Particularly preferably, the switching means 34, 54 are formed in each case by at least two switching elements connected anti-serially (in series with one another, but oppositely directed, for example “back-to-back” or with a common source connection), preferably using power semiconductors, particularly preferably FETs or MOSFETs. Instead of MOSFETs, relays, bipolar transistors or IGBTs with parallel diodes etc. can also be used, for example.

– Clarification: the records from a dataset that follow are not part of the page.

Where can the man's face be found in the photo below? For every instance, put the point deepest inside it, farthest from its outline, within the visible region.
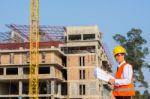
(119, 57)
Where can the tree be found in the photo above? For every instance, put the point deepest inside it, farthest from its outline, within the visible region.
(134, 44)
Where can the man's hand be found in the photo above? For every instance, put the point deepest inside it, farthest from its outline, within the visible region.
(111, 81)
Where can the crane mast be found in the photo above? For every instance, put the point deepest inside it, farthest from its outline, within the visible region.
(34, 49)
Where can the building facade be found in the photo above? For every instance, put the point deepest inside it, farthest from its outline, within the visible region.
(66, 69)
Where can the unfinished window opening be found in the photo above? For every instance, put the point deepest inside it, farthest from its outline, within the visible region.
(26, 70)
(1, 71)
(42, 87)
(12, 71)
(74, 37)
(82, 74)
(11, 60)
(25, 89)
(82, 60)
(82, 89)
(82, 49)
(105, 65)
(43, 57)
(44, 70)
(64, 89)
(88, 36)
(0, 58)
(28, 57)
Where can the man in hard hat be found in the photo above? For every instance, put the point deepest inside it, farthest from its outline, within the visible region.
(123, 82)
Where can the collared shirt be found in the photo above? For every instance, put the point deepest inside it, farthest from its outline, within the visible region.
(126, 75)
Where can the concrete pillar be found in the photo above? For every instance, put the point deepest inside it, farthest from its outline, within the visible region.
(52, 89)
(59, 89)
(20, 88)
(52, 70)
(48, 87)
(4, 71)
(20, 71)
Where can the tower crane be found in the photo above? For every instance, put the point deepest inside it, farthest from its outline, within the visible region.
(34, 49)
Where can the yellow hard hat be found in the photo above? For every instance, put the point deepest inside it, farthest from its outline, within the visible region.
(119, 50)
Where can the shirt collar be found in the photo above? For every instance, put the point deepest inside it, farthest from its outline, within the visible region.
(121, 63)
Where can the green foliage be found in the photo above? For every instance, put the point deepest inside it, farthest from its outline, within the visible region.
(136, 52)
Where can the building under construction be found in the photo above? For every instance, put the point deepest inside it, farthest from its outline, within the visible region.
(67, 59)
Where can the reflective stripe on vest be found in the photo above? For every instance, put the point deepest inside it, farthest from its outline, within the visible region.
(123, 90)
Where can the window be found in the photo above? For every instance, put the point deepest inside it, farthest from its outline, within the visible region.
(82, 89)
(12, 71)
(82, 60)
(74, 37)
(88, 36)
(1, 71)
(26, 70)
(44, 70)
(28, 57)
(82, 74)
(43, 57)
(11, 60)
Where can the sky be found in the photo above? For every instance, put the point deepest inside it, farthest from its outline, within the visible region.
(111, 16)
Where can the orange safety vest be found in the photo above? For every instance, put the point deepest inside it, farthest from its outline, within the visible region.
(123, 90)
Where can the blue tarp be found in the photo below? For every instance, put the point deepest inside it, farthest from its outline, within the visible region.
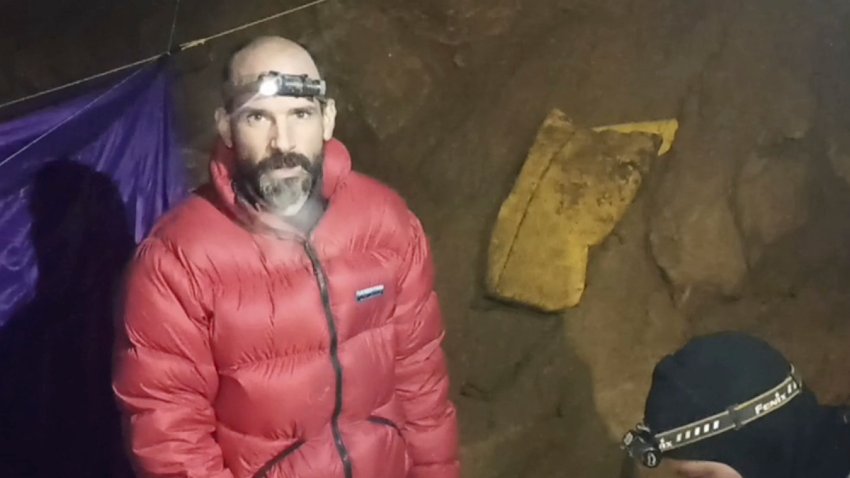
(80, 184)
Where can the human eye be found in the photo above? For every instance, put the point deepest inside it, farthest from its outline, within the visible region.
(303, 113)
(254, 117)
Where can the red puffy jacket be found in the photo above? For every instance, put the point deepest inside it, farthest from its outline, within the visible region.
(247, 355)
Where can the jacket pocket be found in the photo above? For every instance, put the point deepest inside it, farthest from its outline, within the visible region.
(385, 422)
(277, 459)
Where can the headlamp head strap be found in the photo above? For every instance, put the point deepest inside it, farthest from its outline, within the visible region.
(647, 447)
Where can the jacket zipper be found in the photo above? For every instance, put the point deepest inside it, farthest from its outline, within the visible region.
(322, 280)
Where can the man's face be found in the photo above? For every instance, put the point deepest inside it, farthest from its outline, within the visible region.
(279, 142)
(701, 469)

The additional path 50 is also referred to as a cold boot path or cold start path. The additional path is active throughout the life cycle of a control unit in which the power distributor 18 is implemented. In sleep mode and/or in the wake-up phase, the additional path 50 alone connects the non-safety-relevant on-board electrical subsystem 10 to the safety-relevant on-board electrical subsystem 11. The main path 30 is thus open in sleep mode and/or in the wake-up phase. At these points in time, there is no microcontroller-assisted monitoring of the current I. The evaluation means 21 or associated microcontroller is not active in sleep mode. In the wake-up phase, the microcontroller starts up. The energy input into the additional path 50 is thus also not monitored by the evaluation means 21. A monitoring means 34 or an overcurrent monitoring circuit according to FIG. 2 is provided for monitoring the additional path 50 in the sleep and/or wake-up phase. The monitoring means (i.e., device) 34 is preferably implemented purely in hardware. The monitoring means 34 is used as overload protection without quiescent current for the additional path 50 or the cold boot path. The components of the additional path 50 through which current flows are thus protected from destruction, for example in the event of a short circuit. Low quiescent current values are important requirements for a continuously supplied control unit such as the power distribution means 18. In a normal sleep mode scenario with non-critical load currents, the monitoring circuit 34 has no current consumption. Only upwards of an adjustable (current) threshold value I1 does the measuring circuit or a current measurement means (i.e., device (s)) 56 become active and optionally open the additional path 50 or the switching means 54 arranged in the additional path 50. A current/time-dependent switch-off characteristic is implemented, which can be adapted to the load capacity of the switching means 54 (for example MOSFETs) and the current measurement means 56 (shunt resistors) in the additional path 50. Furthermore, the monitoring means 34 can be used as a fallback solution in the event of a failure of the evaluation means 21 or of the main controller, in order to achieve certain ASILS.

Here, the monitoring means 34 of the additional path 50 is divided into at least two time ranges (t<t1; t>t1). The two time ranges are linked via a simple timing element 44.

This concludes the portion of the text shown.